×
Premium

Faithful paid with hard labour for Mavoko plots, pastor recalls

He came across an advert in the press by Aimi Ma Lukenya Society, offering plots for people who sign up for registration. The membership fee was Sh60,000. After surveying the vast land located a few kilometres off Mombasa Road, the man of God signed up as a member.

He also mobilised his church members to contribute cash for a separate membership with a view to acquiring a plot to erect a new church branch. It went down well.

"Since the society did not have money, the management commissioned members to offer daily labour which included clearing of bushes, erecting beacons and ferrying water and other construction materials to the settlement. After six months of hard labour, the society would issue a certificate of ownership of a plot," recalls Musau.

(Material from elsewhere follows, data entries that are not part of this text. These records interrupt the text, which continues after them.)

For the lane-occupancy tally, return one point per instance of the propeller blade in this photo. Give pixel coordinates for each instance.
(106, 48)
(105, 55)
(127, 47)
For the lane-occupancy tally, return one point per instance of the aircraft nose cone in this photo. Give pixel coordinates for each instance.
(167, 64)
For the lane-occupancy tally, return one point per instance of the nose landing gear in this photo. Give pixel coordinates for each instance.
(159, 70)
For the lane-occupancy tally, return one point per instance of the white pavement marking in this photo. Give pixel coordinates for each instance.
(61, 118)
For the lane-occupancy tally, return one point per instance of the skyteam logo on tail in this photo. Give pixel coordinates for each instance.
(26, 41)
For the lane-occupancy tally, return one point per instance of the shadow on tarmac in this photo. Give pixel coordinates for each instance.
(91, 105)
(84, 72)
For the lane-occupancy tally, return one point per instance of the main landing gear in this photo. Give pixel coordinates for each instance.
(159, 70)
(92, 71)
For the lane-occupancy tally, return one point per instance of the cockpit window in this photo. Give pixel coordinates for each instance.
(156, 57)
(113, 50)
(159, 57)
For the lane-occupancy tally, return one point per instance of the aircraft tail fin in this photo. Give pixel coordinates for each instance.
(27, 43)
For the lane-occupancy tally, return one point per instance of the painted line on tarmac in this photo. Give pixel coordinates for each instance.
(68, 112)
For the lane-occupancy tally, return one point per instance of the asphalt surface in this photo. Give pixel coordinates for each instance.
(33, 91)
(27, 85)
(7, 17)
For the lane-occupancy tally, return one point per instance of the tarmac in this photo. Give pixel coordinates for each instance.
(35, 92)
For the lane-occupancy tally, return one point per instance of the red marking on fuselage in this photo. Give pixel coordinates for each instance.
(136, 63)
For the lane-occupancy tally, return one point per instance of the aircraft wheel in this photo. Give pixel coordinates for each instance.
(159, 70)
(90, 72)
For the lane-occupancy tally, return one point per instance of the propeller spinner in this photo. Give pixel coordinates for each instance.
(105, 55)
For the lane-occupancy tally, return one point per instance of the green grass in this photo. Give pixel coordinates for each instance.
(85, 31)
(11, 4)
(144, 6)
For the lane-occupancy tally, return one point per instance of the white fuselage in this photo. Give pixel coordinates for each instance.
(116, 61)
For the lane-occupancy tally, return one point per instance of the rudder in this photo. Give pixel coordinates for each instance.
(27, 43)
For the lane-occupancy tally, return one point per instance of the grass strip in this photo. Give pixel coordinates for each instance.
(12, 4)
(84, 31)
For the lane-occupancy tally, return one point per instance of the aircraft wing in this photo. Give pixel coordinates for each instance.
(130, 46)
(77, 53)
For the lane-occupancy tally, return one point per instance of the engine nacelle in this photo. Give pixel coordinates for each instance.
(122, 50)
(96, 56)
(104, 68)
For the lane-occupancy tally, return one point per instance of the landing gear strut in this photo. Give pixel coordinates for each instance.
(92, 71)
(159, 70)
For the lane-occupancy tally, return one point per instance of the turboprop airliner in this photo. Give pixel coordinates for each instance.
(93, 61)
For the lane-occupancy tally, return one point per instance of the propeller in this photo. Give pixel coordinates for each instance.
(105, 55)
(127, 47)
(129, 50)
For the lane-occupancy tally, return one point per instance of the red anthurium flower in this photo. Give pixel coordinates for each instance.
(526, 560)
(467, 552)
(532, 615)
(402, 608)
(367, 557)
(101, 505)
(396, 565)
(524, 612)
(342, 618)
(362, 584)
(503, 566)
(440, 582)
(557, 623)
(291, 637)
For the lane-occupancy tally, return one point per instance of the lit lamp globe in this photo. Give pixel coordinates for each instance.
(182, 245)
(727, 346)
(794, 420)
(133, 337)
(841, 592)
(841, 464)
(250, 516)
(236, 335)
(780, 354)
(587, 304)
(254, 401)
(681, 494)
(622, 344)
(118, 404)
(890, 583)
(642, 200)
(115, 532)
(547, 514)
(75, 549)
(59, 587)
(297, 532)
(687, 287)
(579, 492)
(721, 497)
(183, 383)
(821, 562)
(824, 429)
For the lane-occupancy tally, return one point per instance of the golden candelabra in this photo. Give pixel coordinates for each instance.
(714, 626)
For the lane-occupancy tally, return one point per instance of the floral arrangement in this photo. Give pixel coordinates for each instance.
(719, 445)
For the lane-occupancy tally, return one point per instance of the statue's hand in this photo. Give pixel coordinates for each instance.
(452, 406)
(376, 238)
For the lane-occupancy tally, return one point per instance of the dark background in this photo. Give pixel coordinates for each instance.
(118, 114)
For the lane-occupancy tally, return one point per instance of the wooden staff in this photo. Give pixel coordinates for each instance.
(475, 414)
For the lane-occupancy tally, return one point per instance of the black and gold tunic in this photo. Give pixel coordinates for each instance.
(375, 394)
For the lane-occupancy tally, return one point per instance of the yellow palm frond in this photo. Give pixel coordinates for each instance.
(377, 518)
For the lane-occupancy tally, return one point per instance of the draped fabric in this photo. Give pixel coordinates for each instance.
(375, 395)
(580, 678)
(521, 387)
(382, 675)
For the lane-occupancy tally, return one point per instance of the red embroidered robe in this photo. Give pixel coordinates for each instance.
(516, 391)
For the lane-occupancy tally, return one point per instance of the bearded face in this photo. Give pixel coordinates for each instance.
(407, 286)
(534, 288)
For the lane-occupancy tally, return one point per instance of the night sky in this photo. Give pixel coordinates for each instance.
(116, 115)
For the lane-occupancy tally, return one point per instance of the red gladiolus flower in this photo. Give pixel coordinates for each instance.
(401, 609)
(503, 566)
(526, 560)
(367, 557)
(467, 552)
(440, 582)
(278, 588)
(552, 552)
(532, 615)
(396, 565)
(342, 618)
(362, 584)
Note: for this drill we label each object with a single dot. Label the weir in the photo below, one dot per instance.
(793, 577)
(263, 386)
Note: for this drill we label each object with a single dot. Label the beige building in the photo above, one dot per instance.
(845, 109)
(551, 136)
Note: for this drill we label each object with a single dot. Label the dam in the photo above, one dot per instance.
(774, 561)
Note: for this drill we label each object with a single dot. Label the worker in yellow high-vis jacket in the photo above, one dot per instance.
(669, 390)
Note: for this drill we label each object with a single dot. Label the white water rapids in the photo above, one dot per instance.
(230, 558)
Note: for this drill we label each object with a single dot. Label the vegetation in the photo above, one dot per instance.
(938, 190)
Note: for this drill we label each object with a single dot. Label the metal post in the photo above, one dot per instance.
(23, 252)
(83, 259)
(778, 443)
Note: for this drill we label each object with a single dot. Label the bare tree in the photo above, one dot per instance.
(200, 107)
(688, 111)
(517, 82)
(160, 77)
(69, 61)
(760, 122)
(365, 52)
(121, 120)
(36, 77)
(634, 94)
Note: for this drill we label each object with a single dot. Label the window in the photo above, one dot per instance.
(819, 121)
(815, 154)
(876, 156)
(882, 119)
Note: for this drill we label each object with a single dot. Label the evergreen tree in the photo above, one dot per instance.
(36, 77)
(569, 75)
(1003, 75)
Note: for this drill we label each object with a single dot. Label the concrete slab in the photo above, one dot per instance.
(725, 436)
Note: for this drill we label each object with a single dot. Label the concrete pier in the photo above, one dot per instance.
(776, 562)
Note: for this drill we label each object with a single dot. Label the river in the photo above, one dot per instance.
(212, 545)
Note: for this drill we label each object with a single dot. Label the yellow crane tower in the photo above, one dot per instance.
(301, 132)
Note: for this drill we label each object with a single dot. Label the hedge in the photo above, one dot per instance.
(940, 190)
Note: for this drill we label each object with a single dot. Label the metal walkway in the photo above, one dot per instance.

The deal, although tedious and weary, apparently attracted several of his church members, desperate for land. "The chain of ownership is now complicated because there are members who would transfer their plots to new buyers who would part with between Sh300,000 to Sh500,000 for the same plot," he said.

However, events of last week where bulldozers descended on homes and other amenities including places of worship left Musau, dozens of his church members and thousands of other Kenyans heartbroken.

"We cannot believe what is happening right now. The amount of pain we are going through cannot be described in words. The government has done the unthinkable to its own citizens. From where I stand, many people will live with the trauma of losing their hard-earned savings for the rest of their lives," he said.

Musau said prior to the acquisition of the land, members did a search at the Ministry of Lands in Ardhi House and were granted a clean bill of health.

"In 2015, then chairman of National Land Commission, Mohammed Swazuri visited the scheme and assured members that everything was fine," he recalls.

In a story published by The Standard in October 2015, then NLC chairman Muhammad Swazuri cautioned cartels collecting millions of shillings from unsuspecting Kenyans by purporting to sell them government land in Athi River.

"I have been visiting this area to help solve land disputes, but I'm shocked to meet the same people who call themselves squatters in every disputed land I visit. I wonder whether they are "professional business squatters," he said.

Swazuri was addressing a meeting attended by squatters who had allegedly encroached on the land.